Chuck Berry, one of the most popular rock ‘n roll and R&B singers of the 1950s to ’70s, died on Saturday, March 18, 2017. He passed at his home near Wentzville, MO. Berry was 90 years old.

Berry, often considered the “father of rock ‘n roll” began making hits in the ’50s with songs like “Johnny B. Goode” and later with the No. 1 song “My Ding-a-Ling” in 1972. He was born on October 18, 1926, in St. Louis, MO. During his childhood, Berry pursued several hobbies from carpentry to photography. He showed early talent for music and started singing in the church choir when he was six years old.

During a talent show at his school he sang “Confessin’ the Blues” while a friend played the guitar. The students loved it, sparking Berry’s interest in learning how to play guitar. During his teen years, he got into some trouble, dropping out of school when he was 17 years old. He and a few friends robbed a few stores and stole a car, then they were apprehended by police. He served three years in a reformatory facility.
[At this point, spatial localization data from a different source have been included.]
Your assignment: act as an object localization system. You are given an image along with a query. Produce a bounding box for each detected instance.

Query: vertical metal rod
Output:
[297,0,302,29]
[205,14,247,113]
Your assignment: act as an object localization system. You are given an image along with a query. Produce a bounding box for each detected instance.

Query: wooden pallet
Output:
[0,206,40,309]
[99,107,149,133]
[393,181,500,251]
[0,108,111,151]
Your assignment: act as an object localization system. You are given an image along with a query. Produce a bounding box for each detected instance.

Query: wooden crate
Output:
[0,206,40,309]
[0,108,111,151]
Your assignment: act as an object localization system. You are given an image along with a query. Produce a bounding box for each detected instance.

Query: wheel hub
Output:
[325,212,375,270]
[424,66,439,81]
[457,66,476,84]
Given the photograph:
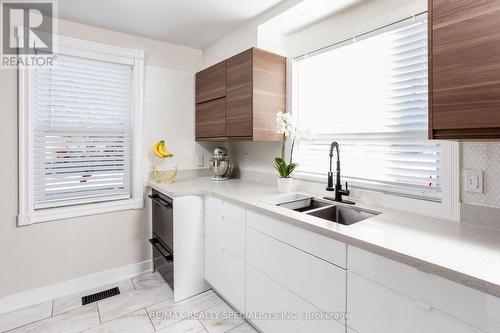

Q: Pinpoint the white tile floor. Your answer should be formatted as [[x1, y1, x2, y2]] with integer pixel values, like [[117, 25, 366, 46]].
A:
[[0, 273, 257, 333]]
In the late ’40s he joined a few bands and played in nightclubs around St. Louis. They played everything from jazz to upbeat country to pop music. In early 1955 he met with Chess Records, then wrote and recorded “Maybellene,” which hit No. 1 on R&B charts and No. 5 on pop charts within months. Many music historians consider that song to be the first true rock ‘n roll song.

Berry produced a bunch of hits after that, such as “Roll Over, Beethoven,” “Brown-Eyed Handsome Man,” and “Too Much Monkey Business.” Then in the late ’50s “Sweet Little Sixteen” and “Carol” joined “Johnny B. Goode” as Top 10 hits on pop charts. In the ’60s, Berry’s hits included “Nadine,” “Dear Dad,” “You Can Never Tell,” and “Promised Land.”

In ’85 he received the Grammy Lifetime Achievement Award, then a year later he was inducted into the Rock and Roll Hall of Fame. He continued performing through the 1990s.